Bertha von Tarnóczy-Sprinzenberg (1 April 1846, Innsbruck - 6 March 1936, Pörtschach am Wörthersee) was an Austrian art teacher and painter, specializing in landscapes and still lifes.

== Biography ==
Her father was the court Financial Director, Karl Ludwig von Tarnóczy-Sprinzenberg and her uncle was the Archbishop (later Cardinal), Maximilian Joseph von Tarnóczy. She attended school in the convent of Sacré Coeur, Riedenburg, where she first displayed her talent for drawing. She accompanied her father on his numerous travels until 1875/76, when she took her first art lessons in Salzburg with Anton Hansch.

In 1877, she went to Munich, where she studied in the Women's Department at the Academy of Fine Arts with Theodor Her and took private lessons from Jeanna Bauck. In 1882, she became one of the founding members of the Munich Women Artists' Association.

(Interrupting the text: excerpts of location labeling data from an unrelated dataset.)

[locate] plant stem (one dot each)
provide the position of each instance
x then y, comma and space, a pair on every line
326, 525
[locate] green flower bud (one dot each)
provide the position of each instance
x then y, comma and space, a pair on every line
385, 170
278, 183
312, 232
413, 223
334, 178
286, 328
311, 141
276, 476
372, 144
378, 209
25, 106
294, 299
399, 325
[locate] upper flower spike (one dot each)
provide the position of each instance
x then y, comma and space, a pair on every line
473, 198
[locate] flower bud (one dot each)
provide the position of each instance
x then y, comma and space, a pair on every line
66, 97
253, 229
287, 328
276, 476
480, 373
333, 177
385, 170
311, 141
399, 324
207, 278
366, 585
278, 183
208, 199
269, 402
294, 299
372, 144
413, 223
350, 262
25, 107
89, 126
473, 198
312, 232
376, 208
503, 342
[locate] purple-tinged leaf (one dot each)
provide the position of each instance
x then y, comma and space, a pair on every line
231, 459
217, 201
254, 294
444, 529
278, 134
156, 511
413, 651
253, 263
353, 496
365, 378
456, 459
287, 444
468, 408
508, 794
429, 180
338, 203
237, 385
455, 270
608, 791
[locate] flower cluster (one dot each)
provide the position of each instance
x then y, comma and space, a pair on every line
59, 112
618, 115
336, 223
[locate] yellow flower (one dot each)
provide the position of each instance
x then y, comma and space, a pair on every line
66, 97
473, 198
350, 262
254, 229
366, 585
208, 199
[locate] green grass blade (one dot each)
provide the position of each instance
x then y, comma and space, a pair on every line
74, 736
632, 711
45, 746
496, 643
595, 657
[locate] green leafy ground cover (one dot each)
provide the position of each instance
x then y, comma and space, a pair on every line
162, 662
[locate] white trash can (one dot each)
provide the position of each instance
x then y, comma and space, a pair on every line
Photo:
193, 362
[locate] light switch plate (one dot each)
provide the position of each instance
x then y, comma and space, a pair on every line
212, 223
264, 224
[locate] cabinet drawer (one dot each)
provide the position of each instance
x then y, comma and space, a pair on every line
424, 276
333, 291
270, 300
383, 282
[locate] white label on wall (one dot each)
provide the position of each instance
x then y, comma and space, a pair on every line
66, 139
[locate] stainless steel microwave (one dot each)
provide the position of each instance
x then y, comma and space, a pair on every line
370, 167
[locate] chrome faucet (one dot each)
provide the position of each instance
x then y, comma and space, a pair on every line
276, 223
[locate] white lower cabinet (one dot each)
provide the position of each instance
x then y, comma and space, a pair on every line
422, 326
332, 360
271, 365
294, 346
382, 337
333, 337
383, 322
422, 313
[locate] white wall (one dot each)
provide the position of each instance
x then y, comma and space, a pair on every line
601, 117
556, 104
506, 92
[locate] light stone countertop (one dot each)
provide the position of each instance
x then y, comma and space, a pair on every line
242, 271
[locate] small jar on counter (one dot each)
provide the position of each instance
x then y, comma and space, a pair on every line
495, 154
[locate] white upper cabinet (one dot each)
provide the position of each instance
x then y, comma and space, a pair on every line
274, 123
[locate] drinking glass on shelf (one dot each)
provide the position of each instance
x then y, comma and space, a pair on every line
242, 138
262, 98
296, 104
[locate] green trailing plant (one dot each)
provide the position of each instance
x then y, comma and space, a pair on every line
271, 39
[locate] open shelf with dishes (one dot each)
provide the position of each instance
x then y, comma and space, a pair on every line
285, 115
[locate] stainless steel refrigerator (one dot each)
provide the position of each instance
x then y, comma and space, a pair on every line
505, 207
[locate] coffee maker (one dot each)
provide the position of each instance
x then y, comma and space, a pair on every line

For personal reasons, she moved to Vienna in 1886, studied with Emil Jakob Schindler and became friends with Olga Wisinger-Florian. Later, she took several study trips to Italy and Holland and began exhibiting; notably in Salzburg and Budapest. In 1891, she received an Honorary Diploma at an exhibition in Agram (now Zagreb). She also began giving lessons to children of the nobility and, following the death of Michaela Pfaffinger, took over her art school in Linz, which she operated until 1919.

In 1901, together with Wisinger-Florian, Eugenie Breithut-Munk, Marianne von Eschenburg, Marie Egner, Susanne Granitsch, Marie Müller and Teresa Feoderovna Ries, she founded the group "Acht Künstlerinnen" (Eight Women Painters) in Vienna. Later, she became one of the first members of the Austrian Association of Women Artists.